チャールズ・ブコウスキーに救われる

三十歳を過ぎても転職ばかりしていて、一向に収入は上がらない。酒や煙草を買うのも自由に行かず、家賃を払うために日銭を稼ぐ。何の運も感じずに街を歩いていても、何のきっかけも見つけられそうもない。そんな私はやけくそになり落ち込んでばかり。

もし大学へでも行って、そのまま就職して、退屈だろうがなんだろうがその会社でこの歳になるまで過ごしていたとする。するといい加減そろそろ役職のようなものに就けたりして、収入は上がり、ある程度安定した生活を過ごしていることだろう。そうは思うが、そのような生活にあまり魅力を感じないからこんな生活を送る羽目になっている。つまり、これが数々の決断の上に成り立った現実なのだ。

それにしても、もう少し器用に、賢く、なんとかならなかったものだろうか。我慢が足りなかったのだろう。妥協ができなかったのだろう。抑えが効かなかったのだろう。現実を見ないで夢ばかり見ていたのだろう。一つのことをできないのに、十のことをできるような気がしていたのだろう。社会の外れ者なのだろう。そうやって自分を責めてばかりいて、むしゃくしゃして、本ばかり読んでいるのだ。

社会を見渡せばサイボーグのような人間達が目に入る。しかしそこには何の疑問も感じない人間達があまりにも多く、全てのことが当たり前として毎日地球は回っている。そのことに対して疑問を感じれば感じる程、人々と自分との距離は広がる一方。けれども唯一そんな自分を慰めてくれるものが読書というわけだ。

だから私は本ばかり読んでいる。

つまらない本、下らない本もあるが、これだと思う本にめぐり会えた時の達成感は半端ではない。下を向いていた気持ちが開き直りに変わるのだ。そして、大きいことを言い出す。本当は何が間違っていて、何が正しいかというようなことを語り出し、自信が蘇ったりする。社会の人々に対して怒りを抱くことだってできるようになる。その時、自分を責める気持ちはなくなっている。

世の中の人間を九対一に分けるとしたら、その一割の中に自分がいる。理解者は少ないが、決して間違ってはいないのだとまで強気になれる。三十歳を過ぎたばかりで、人生を嘆いている自分がいかに阿呆らしいかと考えることもできる。これからどうなるかなんて全くわからないではないか。何もしないことが悪いのではなく、諦めるということが最も悪いことなのだ。

そういう風に、私の気持ちを変えてくれたのは、チャールズ・ブコウスキーである。酒と女とギャンブルが大好きで、作家を夢みながら転職ばかりする。

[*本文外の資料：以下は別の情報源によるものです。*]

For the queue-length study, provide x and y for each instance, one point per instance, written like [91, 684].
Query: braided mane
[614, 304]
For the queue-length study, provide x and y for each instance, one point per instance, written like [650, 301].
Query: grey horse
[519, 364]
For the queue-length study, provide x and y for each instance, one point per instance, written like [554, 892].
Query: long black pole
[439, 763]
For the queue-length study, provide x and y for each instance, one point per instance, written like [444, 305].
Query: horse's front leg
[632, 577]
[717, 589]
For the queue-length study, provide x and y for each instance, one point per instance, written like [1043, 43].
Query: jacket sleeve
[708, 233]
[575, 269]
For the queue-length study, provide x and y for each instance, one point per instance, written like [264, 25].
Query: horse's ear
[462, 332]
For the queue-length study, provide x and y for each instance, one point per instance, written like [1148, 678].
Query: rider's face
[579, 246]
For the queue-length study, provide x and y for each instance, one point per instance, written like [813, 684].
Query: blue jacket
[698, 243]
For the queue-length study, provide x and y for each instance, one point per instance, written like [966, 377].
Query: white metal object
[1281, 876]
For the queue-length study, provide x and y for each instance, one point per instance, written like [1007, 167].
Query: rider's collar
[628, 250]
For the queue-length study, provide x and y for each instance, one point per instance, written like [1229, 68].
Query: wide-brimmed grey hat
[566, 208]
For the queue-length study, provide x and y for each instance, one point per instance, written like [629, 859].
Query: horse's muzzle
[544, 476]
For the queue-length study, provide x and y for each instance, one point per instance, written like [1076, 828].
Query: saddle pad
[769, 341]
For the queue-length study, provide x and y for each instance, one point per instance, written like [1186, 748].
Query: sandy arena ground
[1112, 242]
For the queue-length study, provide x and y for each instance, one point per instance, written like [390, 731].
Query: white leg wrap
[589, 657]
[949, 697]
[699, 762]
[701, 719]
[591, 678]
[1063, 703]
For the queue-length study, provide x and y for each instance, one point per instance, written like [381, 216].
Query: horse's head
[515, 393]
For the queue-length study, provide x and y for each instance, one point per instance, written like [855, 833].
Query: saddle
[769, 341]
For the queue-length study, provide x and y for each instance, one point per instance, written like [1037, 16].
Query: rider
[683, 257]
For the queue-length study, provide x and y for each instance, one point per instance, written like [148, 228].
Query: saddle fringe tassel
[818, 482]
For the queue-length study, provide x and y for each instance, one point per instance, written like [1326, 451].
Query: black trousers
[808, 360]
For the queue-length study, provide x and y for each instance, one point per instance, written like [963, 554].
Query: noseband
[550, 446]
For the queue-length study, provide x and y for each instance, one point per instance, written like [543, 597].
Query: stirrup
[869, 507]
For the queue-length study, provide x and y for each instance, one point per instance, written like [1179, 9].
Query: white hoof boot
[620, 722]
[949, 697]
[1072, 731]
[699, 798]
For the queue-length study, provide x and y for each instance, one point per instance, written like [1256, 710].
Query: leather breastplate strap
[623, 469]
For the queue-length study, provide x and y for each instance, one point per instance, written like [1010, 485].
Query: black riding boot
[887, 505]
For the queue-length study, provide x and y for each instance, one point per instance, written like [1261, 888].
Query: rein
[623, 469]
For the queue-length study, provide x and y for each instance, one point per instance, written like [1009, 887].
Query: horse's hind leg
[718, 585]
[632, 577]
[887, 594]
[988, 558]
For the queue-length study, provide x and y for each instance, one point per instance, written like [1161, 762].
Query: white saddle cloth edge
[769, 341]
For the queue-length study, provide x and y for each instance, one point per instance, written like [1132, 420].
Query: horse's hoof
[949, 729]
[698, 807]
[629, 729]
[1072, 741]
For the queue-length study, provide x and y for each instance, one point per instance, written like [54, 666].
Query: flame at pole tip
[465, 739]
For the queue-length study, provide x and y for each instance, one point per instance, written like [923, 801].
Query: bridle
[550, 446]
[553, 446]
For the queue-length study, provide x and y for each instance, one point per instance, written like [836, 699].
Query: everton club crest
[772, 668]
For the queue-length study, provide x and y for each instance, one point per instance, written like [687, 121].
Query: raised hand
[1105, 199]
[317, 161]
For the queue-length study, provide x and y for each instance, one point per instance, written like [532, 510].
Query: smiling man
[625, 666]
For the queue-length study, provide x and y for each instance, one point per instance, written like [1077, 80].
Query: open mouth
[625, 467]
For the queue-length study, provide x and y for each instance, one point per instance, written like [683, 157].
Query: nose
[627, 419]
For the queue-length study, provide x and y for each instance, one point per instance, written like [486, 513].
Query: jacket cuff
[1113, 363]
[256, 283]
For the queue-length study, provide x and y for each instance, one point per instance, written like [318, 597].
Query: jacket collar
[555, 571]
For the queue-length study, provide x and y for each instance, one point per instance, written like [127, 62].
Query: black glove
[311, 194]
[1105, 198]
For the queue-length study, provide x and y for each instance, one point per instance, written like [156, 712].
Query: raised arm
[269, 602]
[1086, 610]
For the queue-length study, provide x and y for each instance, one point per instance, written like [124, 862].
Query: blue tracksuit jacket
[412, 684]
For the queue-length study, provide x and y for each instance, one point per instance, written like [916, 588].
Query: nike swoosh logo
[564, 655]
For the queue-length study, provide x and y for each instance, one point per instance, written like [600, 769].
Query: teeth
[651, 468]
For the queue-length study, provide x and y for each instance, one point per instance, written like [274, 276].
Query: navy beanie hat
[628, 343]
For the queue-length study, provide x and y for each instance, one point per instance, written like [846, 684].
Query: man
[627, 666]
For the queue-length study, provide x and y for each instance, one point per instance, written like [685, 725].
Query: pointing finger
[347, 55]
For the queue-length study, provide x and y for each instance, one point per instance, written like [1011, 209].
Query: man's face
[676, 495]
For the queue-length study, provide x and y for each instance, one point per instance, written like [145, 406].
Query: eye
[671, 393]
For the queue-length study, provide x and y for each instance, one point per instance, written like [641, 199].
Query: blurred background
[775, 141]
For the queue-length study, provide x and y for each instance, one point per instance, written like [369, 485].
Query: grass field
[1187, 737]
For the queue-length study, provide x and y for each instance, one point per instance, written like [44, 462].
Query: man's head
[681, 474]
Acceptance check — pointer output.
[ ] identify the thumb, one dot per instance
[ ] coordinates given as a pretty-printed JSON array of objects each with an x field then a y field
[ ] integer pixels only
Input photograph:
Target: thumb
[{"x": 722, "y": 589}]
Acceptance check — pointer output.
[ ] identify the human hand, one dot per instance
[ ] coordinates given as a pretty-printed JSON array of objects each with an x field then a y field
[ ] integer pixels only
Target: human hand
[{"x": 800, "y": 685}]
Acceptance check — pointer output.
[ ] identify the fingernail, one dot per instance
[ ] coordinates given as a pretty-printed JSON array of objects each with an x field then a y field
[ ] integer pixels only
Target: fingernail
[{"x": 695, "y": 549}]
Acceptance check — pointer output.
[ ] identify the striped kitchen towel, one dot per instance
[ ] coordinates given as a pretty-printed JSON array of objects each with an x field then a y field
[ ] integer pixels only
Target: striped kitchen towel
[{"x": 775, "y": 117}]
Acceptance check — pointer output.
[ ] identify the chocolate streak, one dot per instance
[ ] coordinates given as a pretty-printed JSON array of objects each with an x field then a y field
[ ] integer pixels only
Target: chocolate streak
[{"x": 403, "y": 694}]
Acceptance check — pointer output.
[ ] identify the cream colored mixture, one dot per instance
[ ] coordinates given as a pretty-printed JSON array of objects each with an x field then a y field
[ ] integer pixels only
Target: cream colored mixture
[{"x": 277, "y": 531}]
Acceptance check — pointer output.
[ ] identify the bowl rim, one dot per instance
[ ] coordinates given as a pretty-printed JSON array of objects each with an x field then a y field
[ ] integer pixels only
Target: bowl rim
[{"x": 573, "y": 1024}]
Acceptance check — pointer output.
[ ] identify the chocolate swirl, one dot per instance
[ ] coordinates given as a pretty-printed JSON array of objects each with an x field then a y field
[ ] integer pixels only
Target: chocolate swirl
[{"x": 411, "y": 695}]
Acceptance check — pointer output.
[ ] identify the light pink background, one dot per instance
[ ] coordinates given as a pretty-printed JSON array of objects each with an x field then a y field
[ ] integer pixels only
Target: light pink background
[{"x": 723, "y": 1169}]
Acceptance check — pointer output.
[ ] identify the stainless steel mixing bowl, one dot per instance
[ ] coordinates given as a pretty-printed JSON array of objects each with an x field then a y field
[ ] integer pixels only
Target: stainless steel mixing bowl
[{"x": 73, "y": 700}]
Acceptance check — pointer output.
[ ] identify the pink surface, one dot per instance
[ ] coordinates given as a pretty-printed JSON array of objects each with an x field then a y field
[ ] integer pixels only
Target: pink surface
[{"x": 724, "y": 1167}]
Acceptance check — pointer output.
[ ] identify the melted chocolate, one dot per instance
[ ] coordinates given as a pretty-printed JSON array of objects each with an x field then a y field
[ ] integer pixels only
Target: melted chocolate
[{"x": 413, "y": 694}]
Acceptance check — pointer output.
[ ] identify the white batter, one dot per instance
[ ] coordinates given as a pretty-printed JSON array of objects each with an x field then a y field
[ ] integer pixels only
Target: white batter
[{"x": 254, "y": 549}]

しかし、五十歳になって開花するのだ。

某有名大学の文学部を卒業し、出版関係の仕事に就き、若くして文壇にデビューし、多くの長編小説を手掛ける作家よりも、日雇い労働者を転々としてきたチャールズ・ブコウスキーの方が私には夢を与えてくれる。真面目になんて生きていなくたっていい。とにかく一番やってはいけないのは諦めることだ。